If you lose your job in Minnesota, you cannot simply stop paying spousal maintenance. You must keep paying the ordered amount until a judge changes it. To lower or pause your obligation, you file a motion to modify under Minnesota Statute 518A.39. A court can reduce maintenance when a job loss is a substantial, involuntary change that makes the current amount unreasonable and unfair. The reduction is not automatic, and some awards cannot be modified at all.
No. The order stays in force until the court signs off on a change. If you stop paying on your own, you fall into arrears. Your ex can ask the court to enforce the order, garnish your wages, or hold you in contempt. In serious cases that can mean jail. I tell every client the same thing. Keep paying what you can, and file fast.
Filing fast matters for a second reason. A court can usually only reduce maintenance back to the date you served your motion on your ex. Every month you wait is a month you likely cannot recover. Silence is the most expensive choice you can make here.
Check this before anything else. Some Minnesota decrees include a Karon waiver. That is a written agreement, approved by the court, that makes maintenance non-modifiable. The authority is Minnesota Statute 518.552, subdivision 5. If you signed one, a job loss will not help you. The amount and the duration are locked.

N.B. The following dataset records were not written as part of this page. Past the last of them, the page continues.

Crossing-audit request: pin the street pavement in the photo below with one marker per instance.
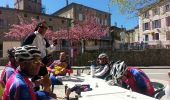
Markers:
(155, 73)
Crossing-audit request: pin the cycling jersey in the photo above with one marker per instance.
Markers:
(18, 87)
(138, 81)
(103, 71)
(7, 72)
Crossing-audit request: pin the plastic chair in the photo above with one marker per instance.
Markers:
(69, 71)
(159, 90)
(2, 86)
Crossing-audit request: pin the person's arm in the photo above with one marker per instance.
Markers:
(20, 92)
(141, 80)
(29, 39)
(101, 73)
(50, 48)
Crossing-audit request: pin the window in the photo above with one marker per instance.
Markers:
(25, 15)
(50, 27)
(146, 38)
(156, 24)
(146, 14)
(1, 22)
(98, 20)
(62, 21)
(155, 36)
(168, 21)
(50, 19)
(146, 26)
(80, 17)
(168, 35)
(68, 15)
(105, 22)
(156, 11)
(37, 17)
(167, 7)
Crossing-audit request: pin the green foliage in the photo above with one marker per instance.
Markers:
(132, 6)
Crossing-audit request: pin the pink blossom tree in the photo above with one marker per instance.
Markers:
(21, 30)
(88, 29)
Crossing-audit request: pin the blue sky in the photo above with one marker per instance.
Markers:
(54, 5)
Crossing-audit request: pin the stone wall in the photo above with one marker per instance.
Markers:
(150, 57)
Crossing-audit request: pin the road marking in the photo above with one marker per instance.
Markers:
(157, 73)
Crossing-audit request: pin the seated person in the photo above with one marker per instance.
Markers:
(133, 78)
(10, 67)
(104, 68)
(18, 86)
(58, 67)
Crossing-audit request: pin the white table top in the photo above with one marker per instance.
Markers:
(103, 90)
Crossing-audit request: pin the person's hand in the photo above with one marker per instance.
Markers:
(63, 71)
(38, 82)
(169, 74)
(46, 83)
(55, 42)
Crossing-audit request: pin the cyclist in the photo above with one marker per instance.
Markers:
(10, 67)
(104, 68)
(133, 78)
(18, 86)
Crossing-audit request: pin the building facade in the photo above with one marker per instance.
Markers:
(154, 25)
(80, 12)
(9, 16)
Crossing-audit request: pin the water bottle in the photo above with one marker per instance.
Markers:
(92, 70)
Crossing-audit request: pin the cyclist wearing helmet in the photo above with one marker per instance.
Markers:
(18, 86)
(104, 68)
(133, 78)
(10, 67)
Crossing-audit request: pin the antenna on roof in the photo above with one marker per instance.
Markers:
(7, 5)
(66, 2)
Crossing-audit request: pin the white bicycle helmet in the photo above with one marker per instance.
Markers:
(26, 52)
(118, 69)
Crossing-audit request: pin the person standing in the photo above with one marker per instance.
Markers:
(37, 38)
(104, 67)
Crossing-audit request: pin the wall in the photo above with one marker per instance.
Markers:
(9, 44)
(150, 57)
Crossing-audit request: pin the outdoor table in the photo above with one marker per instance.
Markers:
(79, 69)
(101, 90)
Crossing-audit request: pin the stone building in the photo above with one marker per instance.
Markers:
(27, 9)
(154, 24)
(79, 12)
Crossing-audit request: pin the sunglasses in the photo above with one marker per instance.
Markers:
(43, 27)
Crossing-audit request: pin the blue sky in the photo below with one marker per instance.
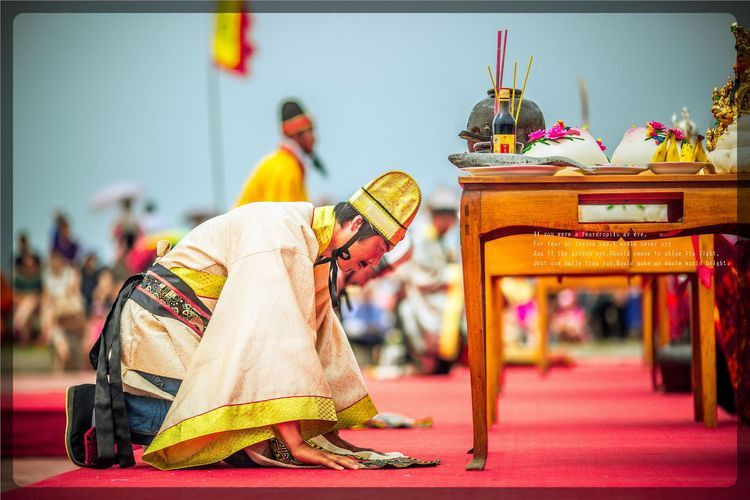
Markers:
(105, 97)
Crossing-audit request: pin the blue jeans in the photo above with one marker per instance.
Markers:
(145, 414)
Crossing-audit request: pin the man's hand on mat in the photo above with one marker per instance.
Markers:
(290, 434)
(336, 440)
(309, 455)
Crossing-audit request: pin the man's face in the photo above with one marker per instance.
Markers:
(306, 140)
(365, 252)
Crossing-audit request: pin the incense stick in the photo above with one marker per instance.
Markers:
(513, 92)
(489, 70)
(523, 90)
(498, 55)
(502, 65)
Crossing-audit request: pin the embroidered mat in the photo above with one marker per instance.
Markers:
(369, 460)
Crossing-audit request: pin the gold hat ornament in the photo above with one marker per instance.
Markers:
(389, 203)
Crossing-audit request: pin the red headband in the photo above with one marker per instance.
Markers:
(295, 125)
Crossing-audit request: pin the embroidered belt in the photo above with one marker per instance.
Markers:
(163, 293)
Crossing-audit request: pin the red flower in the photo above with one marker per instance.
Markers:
(679, 135)
(537, 134)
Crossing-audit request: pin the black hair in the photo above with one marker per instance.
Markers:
(345, 212)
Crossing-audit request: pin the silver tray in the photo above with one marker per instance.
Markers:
(469, 160)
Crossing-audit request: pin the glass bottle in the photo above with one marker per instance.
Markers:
(504, 126)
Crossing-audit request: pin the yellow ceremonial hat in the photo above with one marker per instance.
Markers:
(389, 203)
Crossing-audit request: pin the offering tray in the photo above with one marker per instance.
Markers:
(474, 160)
(611, 169)
(677, 167)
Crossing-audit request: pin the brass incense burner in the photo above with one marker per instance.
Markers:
(733, 99)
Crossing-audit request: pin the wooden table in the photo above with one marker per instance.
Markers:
(513, 256)
(495, 207)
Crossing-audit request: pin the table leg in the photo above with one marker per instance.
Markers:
(647, 316)
(472, 255)
(494, 346)
(704, 342)
(542, 295)
(500, 345)
(661, 336)
(490, 349)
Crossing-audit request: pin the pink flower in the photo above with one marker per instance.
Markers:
(537, 134)
(679, 135)
(656, 125)
(556, 132)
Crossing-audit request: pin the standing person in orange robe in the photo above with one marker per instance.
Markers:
(280, 176)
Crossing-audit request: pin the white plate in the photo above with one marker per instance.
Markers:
(615, 169)
(514, 170)
(677, 167)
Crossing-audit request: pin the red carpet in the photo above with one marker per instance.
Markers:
(38, 425)
(597, 424)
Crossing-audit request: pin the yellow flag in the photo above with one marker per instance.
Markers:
(231, 48)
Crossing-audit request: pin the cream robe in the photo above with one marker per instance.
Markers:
(273, 351)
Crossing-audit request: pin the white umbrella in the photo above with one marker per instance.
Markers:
(113, 194)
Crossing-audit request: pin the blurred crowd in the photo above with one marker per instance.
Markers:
(406, 315)
(61, 296)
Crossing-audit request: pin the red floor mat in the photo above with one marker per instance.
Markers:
(597, 424)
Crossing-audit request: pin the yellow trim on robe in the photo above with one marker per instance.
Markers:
(278, 177)
(324, 221)
(213, 436)
(203, 284)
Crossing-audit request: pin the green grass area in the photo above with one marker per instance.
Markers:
(32, 359)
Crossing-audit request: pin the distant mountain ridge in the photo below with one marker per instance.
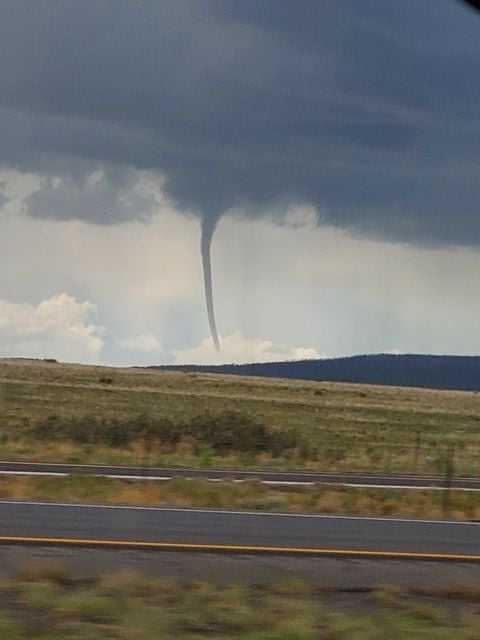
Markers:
(409, 370)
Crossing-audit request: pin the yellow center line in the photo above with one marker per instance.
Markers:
(235, 548)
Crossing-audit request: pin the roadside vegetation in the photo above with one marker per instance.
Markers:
(45, 603)
(460, 505)
(72, 413)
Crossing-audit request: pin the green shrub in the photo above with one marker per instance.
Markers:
(215, 433)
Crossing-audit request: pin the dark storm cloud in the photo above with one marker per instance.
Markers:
(368, 110)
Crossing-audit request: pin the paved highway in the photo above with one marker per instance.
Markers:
(405, 481)
(233, 531)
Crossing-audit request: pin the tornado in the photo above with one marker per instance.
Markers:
(208, 228)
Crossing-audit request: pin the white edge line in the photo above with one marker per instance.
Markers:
(272, 514)
(247, 472)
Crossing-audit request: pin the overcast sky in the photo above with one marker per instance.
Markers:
(333, 146)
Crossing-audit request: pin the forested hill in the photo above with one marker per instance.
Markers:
(435, 372)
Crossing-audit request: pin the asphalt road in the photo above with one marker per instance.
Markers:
(232, 531)
(406, 481)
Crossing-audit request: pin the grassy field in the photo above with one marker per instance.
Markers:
(343, 426)
(44, 603)
(461, 505)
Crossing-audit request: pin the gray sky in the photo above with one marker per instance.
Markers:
(334, 143)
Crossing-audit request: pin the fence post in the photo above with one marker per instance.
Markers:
(449, 473)
(416, 451)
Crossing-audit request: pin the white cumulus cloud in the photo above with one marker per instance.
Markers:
(58, 327)
(145, 343)
(237, 348)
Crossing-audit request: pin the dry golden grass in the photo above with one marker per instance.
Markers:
(349, 426)
(247, 495)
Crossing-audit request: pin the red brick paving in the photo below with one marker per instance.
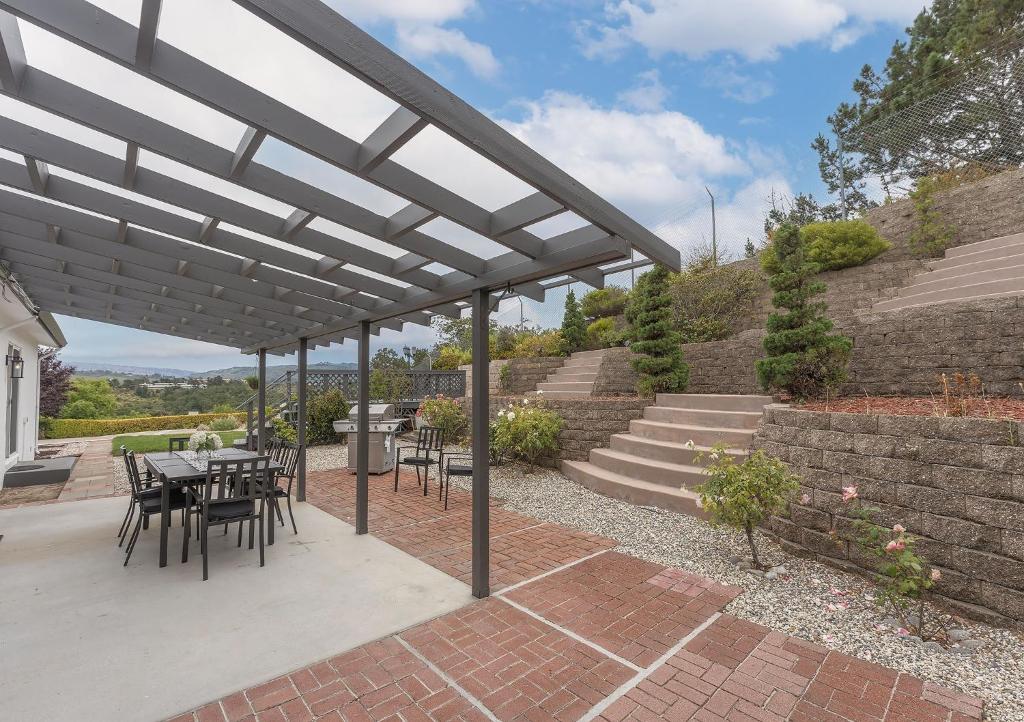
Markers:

If your order has no such waiver, it is modifiable. Most orders are. You can then ask the court to adjust the amount based on your changed income.

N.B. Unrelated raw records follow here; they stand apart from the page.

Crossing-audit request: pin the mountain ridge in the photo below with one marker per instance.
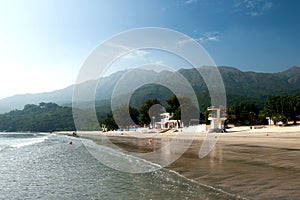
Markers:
(256, 85)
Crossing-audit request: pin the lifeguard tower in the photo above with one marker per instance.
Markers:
(217, 117)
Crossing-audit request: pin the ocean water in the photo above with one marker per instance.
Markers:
(46, 166)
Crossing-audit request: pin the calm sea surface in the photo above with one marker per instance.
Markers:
(45, 166)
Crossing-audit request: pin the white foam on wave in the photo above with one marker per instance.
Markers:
(28, 142)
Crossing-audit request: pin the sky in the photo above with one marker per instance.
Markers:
(43, 43)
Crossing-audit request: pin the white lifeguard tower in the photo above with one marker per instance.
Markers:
(217, 117)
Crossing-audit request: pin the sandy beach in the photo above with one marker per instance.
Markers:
(260, 163)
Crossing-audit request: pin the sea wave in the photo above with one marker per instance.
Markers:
(28, 142)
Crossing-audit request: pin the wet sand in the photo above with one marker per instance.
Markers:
(255, 164)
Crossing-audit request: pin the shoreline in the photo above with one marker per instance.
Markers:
(251, 163)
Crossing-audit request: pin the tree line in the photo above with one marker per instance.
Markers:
(49, 117)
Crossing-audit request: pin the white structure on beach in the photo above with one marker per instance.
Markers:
(217, 117)
(167, 123)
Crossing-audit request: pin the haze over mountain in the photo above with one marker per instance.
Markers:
(240, 86)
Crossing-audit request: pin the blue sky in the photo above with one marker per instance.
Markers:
(43, 43)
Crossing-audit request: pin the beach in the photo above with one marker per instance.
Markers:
(260, 163)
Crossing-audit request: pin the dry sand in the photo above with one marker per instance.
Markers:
(259, 163)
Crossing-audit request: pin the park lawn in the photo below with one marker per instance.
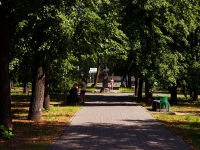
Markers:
(30, 135)
(186, 122)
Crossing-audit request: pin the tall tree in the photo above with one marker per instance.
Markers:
(5, 102)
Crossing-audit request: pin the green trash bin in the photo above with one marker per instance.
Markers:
(164, 104)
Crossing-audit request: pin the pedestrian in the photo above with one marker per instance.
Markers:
(83, 90)
(111, 83)
(74, 92)
(123, 83)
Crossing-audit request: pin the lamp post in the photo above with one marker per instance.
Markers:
(77, 67)
(105, 77)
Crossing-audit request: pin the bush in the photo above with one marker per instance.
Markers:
(5, 133)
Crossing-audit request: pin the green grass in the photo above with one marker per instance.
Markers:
(32, 135)
(186, 124)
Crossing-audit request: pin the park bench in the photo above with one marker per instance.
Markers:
(104, 90)
(161, 105)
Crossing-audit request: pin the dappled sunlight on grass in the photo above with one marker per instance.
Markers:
(186, 122)
(37, 135)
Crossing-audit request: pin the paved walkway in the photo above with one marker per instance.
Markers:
(114, 122)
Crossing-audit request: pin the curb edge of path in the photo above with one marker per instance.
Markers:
(62, 131)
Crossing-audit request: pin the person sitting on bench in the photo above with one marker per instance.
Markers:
(74, 92)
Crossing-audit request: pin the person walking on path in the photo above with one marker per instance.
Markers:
(83, 90)
(111, 83)
(117, 123)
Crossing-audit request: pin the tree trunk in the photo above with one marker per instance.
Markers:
(140, 88)
(148, 94)
(46, 104)
(194, 95)
(37, 98)
(25, 90)
(129, 81)
(5, 102)
(136, 86)
(173, 91)
(98, 71)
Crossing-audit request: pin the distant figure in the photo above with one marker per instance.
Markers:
(111, 83)
(74, 92)
(83, 90)
(123, 84)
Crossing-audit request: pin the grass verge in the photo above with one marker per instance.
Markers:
(30, 135)
(186, 122)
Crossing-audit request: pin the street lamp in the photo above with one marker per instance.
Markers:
(77, 67)
(105, 77)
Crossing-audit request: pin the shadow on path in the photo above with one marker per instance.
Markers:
(110, 100)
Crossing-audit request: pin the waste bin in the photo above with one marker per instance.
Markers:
(155, 105)
(164, 104)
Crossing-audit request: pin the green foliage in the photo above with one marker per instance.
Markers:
(6, 133)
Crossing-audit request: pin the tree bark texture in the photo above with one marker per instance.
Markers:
(5, 102)
(148, 94)
(173, 91)
(46, 104)
(98, 71)
(129, 81)
(194, 95)
(136, 86)
(26, 87)
(140, 88)
(36, 105)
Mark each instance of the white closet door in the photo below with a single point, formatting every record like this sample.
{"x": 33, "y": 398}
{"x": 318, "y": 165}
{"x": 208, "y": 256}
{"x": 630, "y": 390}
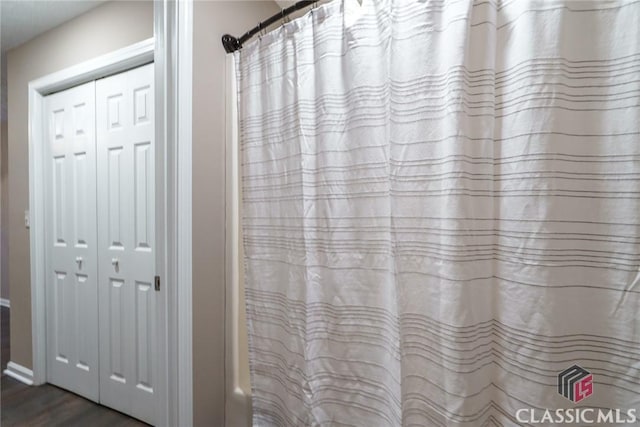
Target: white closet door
{"x": 126, "y": 240}
{"x": 70, "y": 233}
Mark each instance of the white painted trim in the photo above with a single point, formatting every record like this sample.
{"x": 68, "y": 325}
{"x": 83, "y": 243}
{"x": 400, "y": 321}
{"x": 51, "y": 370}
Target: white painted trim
{"x": 118, "y": 61}
{"x": 174, "y": 37}
{"x": 20, "y": 373}
{"x": 184, "y": 208}
{"x": 111, "y": 63}
{"x": 238, "y": 400}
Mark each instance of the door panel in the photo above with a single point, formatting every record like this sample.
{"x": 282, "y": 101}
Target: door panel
{"x": 126, "y": 240}
{"x": 71, "y": 237}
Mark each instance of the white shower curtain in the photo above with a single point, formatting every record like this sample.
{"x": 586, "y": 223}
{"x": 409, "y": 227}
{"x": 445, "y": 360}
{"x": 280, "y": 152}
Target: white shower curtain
{"x": 441, "y": 211}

Under Statute 518A.39, you must show a substantial change that makes the existing order unreasonable and unfair. A large, involuntary drop in income often qualifies. The court compares your finances now against your finances when the order was set.

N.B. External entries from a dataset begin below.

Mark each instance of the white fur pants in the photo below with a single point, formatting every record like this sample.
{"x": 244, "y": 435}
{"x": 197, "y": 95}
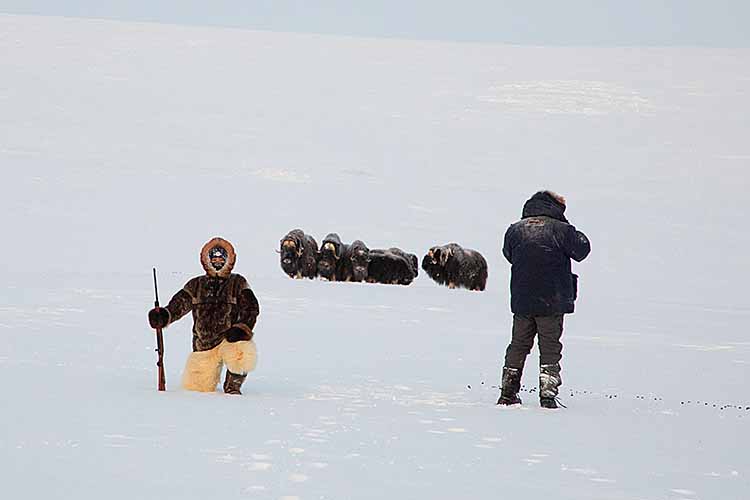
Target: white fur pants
{"x": 203, "y": 369}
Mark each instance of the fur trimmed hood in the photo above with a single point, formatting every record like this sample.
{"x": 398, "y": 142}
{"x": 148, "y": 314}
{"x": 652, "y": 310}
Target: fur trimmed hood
{"x": 545, "y": 203}
{"x": 206, "y": 260}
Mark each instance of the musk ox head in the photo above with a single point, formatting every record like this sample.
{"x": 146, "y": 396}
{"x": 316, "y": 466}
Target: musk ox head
{"x": 329, "y": 256}
{"x": 433, "y": 263}
{"x": 359, "y": 255}
{"x": 291, "y": 249}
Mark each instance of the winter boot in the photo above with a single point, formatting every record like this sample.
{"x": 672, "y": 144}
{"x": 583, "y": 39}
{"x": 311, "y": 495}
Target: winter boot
{"x": 549, "y": 381}
{"x": 233, "y": 382}
{"x": 511, "y": 384}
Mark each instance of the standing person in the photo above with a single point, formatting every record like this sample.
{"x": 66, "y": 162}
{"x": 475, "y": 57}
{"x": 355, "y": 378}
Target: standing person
{"x": 224, "y": 313}
{"x": 543, "y": 289}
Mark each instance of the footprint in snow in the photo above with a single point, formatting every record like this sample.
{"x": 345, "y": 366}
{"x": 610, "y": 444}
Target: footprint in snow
{"x": 259, "y": 466}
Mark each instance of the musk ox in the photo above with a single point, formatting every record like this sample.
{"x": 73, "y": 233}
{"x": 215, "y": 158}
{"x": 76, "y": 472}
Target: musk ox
{"x": 298, "y": 253}
{"x": 392, "y": 267}
{"x": 455, "y": 266}
{"x": 330, "y": 264}
{"x": 354, "y": 262}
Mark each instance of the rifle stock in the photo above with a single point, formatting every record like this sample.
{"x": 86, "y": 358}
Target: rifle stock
{"x": 159, "y": 344}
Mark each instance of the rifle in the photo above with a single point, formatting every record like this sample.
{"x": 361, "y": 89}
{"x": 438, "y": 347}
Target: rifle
{"x": 159, "y": 343}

The judge looks at more than your lost paycheck. The court weighs your other income, your assets, your earning capacity, and your reasonable monthly expenses. If you can still pay from savings or other sources, the order may not change. The burden is on you to prove the hardship.
This is where many motions fail. The income loss must be in good faith. You cannot quit, get fired for cause, or take a low-paying job to dodge maintenance. If the court finds bad faith, it can impute income to you. That means the judge treats you as earning what you could earn, not what you actually earn.
So document everything. Keep your layoff notice, your job applications, and your rejection emails. In my farm and business divorce cases this gets harder to prove. A bad crop year or a failing business is not the same as walking away from work. Be ready to show the court that difference with real records.
You file your motion in the county that handled your divorce. For my Mankato clients, that means Blue Earth County District Court in the Fifth Judicial District. You serve your ex, file a current financial affidavit, and appear at a motion hearing. These run as motion hearings, not full trials. The judge often decides on the written record and short argument. A thin financial record is the fastest way to lose, so bring complete and current paperwork. The court provides a motion to modify spousal maintenance packet that lists what you must file.
One more timing point. You generally cannot move to modify within the first year after your decree unless the decree allows it. Plan around that window.
A job loss is stressful enough without an enforcement action on top of it. The mistake to avoid is going quiet. Do not stop paying and hope it works out. File, document your search for work, and keep the court informed.